Requiring a gender incongruence medical diagnosis for acceptance of a referral, presumably at the point of the pre-referral consultancy meeting (as the criterion has not been adequately explained), is hugely problematic; as noted by WPATH, this indicates a process to ‘triage treatment based on an ability of the child or young person to prove the severity of their gender dysphoria.’  

As noted by the BMA ‘Aside from the troubling ethical implications of requiring children and young people to experience or demonstrate distress in order to access care, we question how this element of the specification would work in practice, including who will be responsible for determining what encompasses ‘clinically significant’ distress or ‘significant impairment in social functioning’, and on what evidence any such assessments would be based.’ 
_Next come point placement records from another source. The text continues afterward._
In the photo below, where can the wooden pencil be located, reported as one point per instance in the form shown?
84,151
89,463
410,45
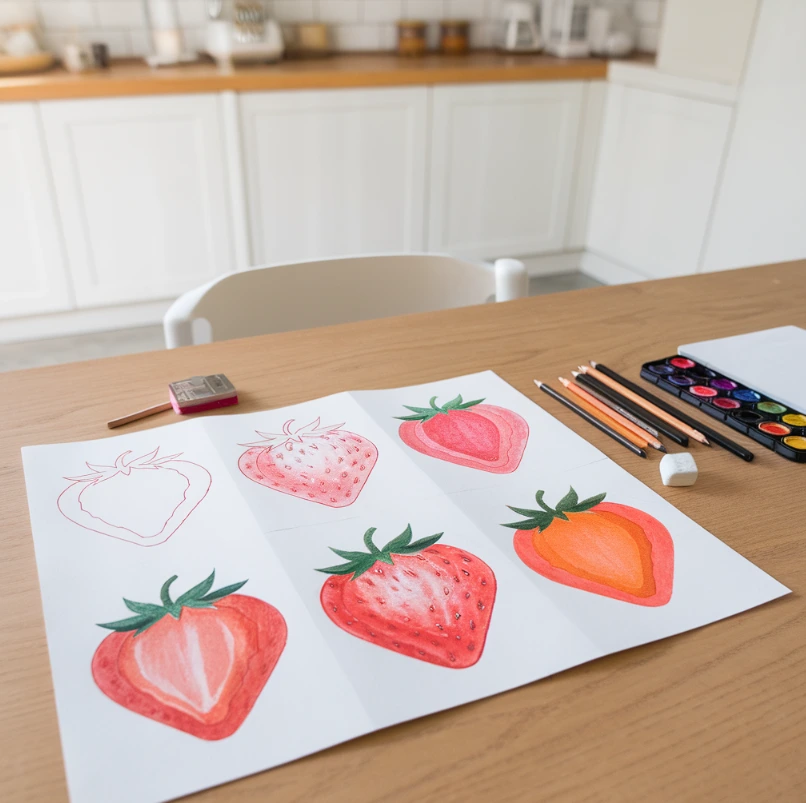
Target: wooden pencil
625,442
591,383
609,413
613,405
647,405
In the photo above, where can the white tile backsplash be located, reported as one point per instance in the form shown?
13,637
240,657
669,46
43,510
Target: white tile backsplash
357,24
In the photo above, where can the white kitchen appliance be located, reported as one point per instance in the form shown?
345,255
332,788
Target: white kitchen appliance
565,27
520,32
241,31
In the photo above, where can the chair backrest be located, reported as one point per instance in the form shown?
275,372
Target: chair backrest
302,295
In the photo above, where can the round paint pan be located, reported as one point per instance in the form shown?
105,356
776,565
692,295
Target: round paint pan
771,408
748,416
745,394
774,428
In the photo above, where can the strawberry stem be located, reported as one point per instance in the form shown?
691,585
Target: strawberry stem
360,562
426,413
147,614
540,519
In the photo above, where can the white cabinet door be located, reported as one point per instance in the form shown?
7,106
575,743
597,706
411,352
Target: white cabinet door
33,277
334,172
658,165
502,167
760,214
142,194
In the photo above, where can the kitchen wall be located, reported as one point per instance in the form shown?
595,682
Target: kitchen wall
357,24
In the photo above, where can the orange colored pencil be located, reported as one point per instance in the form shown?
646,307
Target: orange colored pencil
636,440
647,405
612,414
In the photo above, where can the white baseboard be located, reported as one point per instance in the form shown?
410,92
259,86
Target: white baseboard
552,264
606,271
79,322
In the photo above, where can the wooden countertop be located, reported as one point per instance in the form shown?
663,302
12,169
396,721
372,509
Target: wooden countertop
718,713
134,77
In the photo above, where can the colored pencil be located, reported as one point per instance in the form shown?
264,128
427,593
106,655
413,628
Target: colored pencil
643,439
717,437
616,407
627,444
674,420
668,431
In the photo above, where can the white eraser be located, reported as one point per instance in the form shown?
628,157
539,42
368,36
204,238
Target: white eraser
678,469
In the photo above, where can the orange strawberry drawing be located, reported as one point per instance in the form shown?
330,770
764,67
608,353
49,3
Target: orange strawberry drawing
602,547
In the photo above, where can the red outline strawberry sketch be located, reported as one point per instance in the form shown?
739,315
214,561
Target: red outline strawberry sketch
78,500
469,434
323,464
428,601
197,663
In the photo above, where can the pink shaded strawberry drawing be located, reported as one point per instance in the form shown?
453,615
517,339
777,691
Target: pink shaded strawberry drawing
470,434
143,500
324,464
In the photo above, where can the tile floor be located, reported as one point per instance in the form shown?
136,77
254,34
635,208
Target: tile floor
36,353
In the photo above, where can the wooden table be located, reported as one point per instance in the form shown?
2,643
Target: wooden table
134,77
714,714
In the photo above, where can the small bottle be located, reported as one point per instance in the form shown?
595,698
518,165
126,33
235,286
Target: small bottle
411,40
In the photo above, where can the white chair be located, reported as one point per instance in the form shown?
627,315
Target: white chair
302,295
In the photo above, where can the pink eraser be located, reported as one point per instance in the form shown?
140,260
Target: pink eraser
201,393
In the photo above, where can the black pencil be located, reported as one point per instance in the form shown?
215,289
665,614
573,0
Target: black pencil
711,434
590,419
665,429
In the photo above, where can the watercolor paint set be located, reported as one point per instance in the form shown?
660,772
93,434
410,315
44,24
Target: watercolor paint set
765,420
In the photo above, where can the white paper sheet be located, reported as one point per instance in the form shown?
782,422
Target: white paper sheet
766,361
143,717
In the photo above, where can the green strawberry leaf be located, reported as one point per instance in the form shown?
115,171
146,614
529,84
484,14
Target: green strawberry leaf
149,614
540,519
586,504
197,591
214,596
419,546
402,540
568,501
144,608
360,562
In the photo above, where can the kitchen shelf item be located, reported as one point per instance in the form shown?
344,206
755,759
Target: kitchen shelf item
411,38
565,27
454,37
520,33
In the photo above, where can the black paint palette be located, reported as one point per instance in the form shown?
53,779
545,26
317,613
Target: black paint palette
765,420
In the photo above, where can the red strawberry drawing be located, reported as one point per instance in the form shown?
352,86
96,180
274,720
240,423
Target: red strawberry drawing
469,434
428,602
197,663
142,500
328,465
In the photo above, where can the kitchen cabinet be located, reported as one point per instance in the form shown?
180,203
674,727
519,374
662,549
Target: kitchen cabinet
761,205
33,278
142,194
331,173
658,165
502,167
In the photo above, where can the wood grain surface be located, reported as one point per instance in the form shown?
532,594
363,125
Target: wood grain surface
135,77
717,714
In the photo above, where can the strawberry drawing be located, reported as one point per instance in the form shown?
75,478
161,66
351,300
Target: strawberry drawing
142,500
425,600
602,547
197,663
469,434
324,464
The BMA have expressed deep concerns about all aspects of the proposals put forward by NHSE, which we echo. We agree with their concerns, and those of WPATH, that these changes will cause irreparable harm and result in increased suicidality and death of gender incongruent young people. 

Any other comments?

 This proposal is a cynical attempt to deny access to extremely vulnerable children and young people by adding barriers to access care. This proposal, rather than solving the inexcusably poor access to services that young people are experiencing is instead shuffling them around under the excuse of creating process whilst in reality, extending the already unacceptable and inhumane waiting times, currently in excess of 3 years at present but likely to be much longer with over 8,000 young people currently languishing on the list with no hope of short, medium or even long-term access to support and medical intervention.